Dokumen ini cukup jelas dalam mengidentifikasi dan
memaparkan adanya perbedaan etnik, ideologi, sektarian dan kultur di kalangan
Muslim; sebuah lompatan dari sikap standar barat selama ini yang selalu melihat
Islam dan Muslim sebagai homogen dan monolitik. Selain itu, ia juga membahas
secara detail sejumlah faktor ekonomi, sosial dan politik yang cukup kompleks
yang telah mengakibatkan ekstremisme Islam di sejumlah negara Muslim dan
menekankan bahwa ekstremisme tidaklah intrinsik hanya pada Islam. Pembahasan
soal ini cukup menarik, walaupun penyebutan peran kunci Barat, dan khususnya Amerika,
atas bangkitnya ekstremisme Islamis tampak sengaja dihindari.
Sayangnya dokumen ini kurang komprehensif dalam menawarkan
solusi menghadapai tantangan ekstremisme Islam dan memperbaiki hubungan antara
dunia Islam dan Barat. Dikatakan bahwa kebijakan Amerika di dunia Islam tidak
ada yang salah. Hampir semua kesalahan atas terjadinya keretakan hubungan
antara Barat dan dunia Islam dibebankan pada umat Islam, khususnya kelompok
ekstremis dan teroris, yang digambarkan sebagai sosok yang inheren jahat dan anti-Amerika.
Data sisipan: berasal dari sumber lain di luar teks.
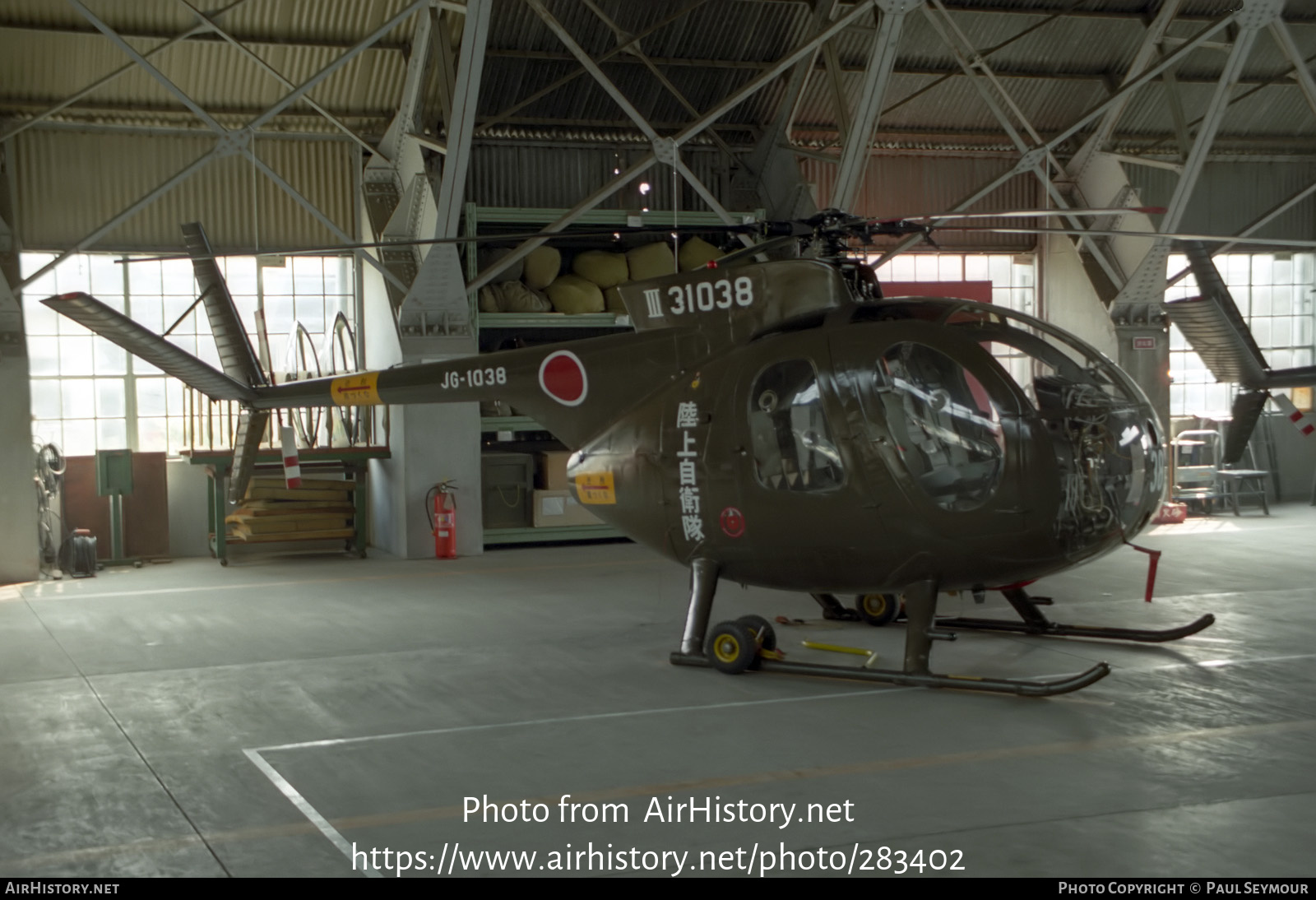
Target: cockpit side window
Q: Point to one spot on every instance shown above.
(943, 421)
(793, 443)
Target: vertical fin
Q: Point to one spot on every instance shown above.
(247, 443)
(230, 338)
(1247, 411)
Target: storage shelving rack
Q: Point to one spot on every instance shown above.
(477, 217)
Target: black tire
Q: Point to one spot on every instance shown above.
(878, 608)
(762, 629)
(730, 647)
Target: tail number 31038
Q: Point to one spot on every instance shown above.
(707, 296)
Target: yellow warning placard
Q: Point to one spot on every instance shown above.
(357, 390)
(596, 489)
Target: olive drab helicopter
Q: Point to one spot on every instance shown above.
(780, 423)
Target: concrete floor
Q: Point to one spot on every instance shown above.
(267, 717)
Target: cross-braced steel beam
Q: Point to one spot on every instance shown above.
(270, 70)
(208, 22)
(645, 162)
(1030, 160)
(1252, 228)
(662, 146)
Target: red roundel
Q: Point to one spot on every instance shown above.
(734, 522)
(563, 378)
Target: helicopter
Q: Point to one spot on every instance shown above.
(780, 423)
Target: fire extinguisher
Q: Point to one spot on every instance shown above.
(441, 508)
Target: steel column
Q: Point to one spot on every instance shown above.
(465, 95)
(877, 77)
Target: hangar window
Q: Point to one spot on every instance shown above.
(793, 443)
(1274, 292)
(1012, 281)
(90, 395)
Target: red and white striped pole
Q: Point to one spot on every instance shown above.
(1295, 416)
(291, 467)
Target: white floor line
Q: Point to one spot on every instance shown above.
(307, 810)
(657, 711)
(345, 847)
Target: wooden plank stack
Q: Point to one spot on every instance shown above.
(320, 509)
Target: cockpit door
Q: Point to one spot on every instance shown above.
(936, 423)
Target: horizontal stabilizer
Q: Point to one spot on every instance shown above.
(1300, 377)
(1214, 327)
(1226, 348)
(118, 328)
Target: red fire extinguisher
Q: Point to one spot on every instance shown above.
(443, 518)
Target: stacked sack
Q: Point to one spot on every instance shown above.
(539, 285)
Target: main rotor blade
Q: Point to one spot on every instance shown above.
(482, 239)
(1208, 239)
(1030, 213)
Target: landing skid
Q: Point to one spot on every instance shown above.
(920, 680)
(1035, 623)
(749, 643)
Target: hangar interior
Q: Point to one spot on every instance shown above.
(342, 689)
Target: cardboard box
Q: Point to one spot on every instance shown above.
(506, 489)
(553, 470)
(561, 508)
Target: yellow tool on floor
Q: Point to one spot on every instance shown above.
(836, 647)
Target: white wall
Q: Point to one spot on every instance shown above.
(1069, 299)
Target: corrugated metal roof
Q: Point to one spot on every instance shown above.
(1054, 68)
(54, 210)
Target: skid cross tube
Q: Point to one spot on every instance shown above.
(920, 632)
(1035, 623)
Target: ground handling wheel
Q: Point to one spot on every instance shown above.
(732, 647)
(878, 608)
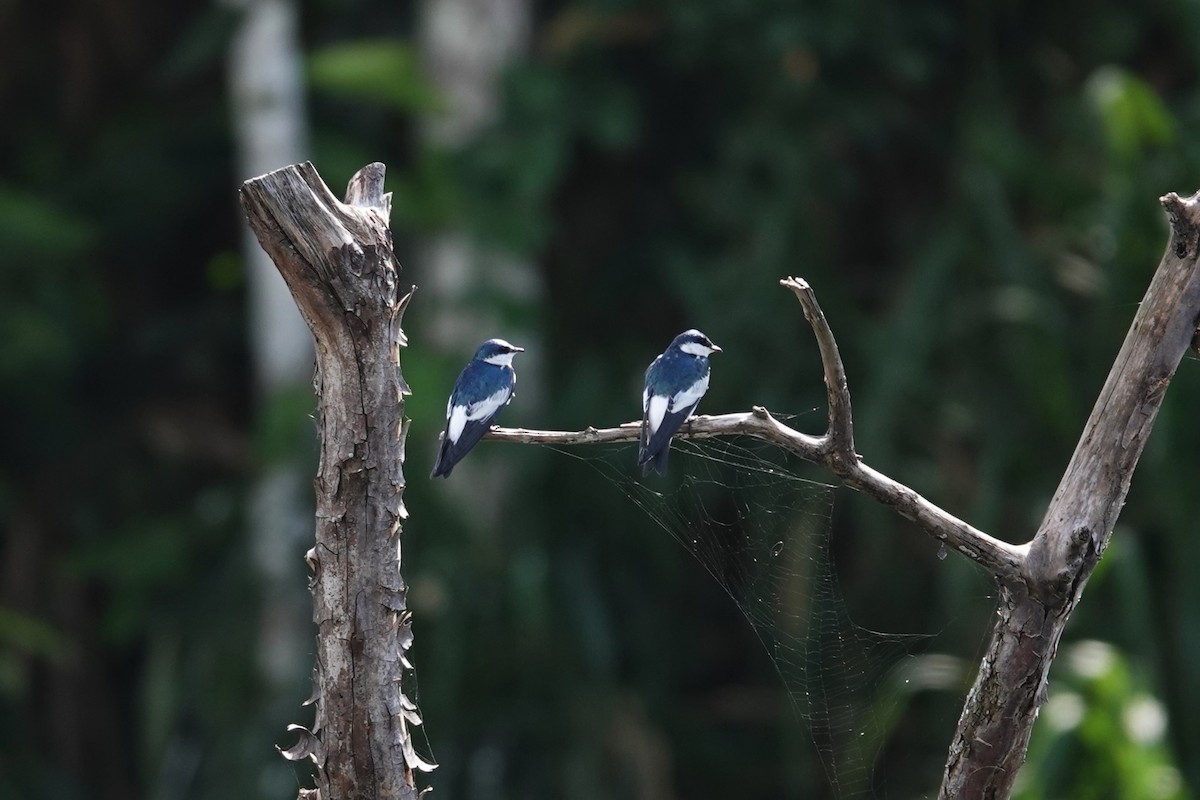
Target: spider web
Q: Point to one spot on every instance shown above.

Oleh karena itu, apa yang harus dilakukan AS adalah mencari jalan untuk
menetralisir kalangan ekstremis dengan bantuan Muslim moderat, tanpa perlu
membuat perubahan struktrual apapun dalam segi kebijakan ekonomi, politik dan
strategi.
Hal ini menjelaskan, sebagai contoh, mengapa dokumen ini
tidak menyebut perlunya solusi adil atas konflik Irael-Palestina atau
mengakhiri pendudukan atas Irak sebagai keharusan menuju perbaikan hubungan
antara Amerika dan dunia Islam serta untuk mengalahkan pengaruh ekstremis.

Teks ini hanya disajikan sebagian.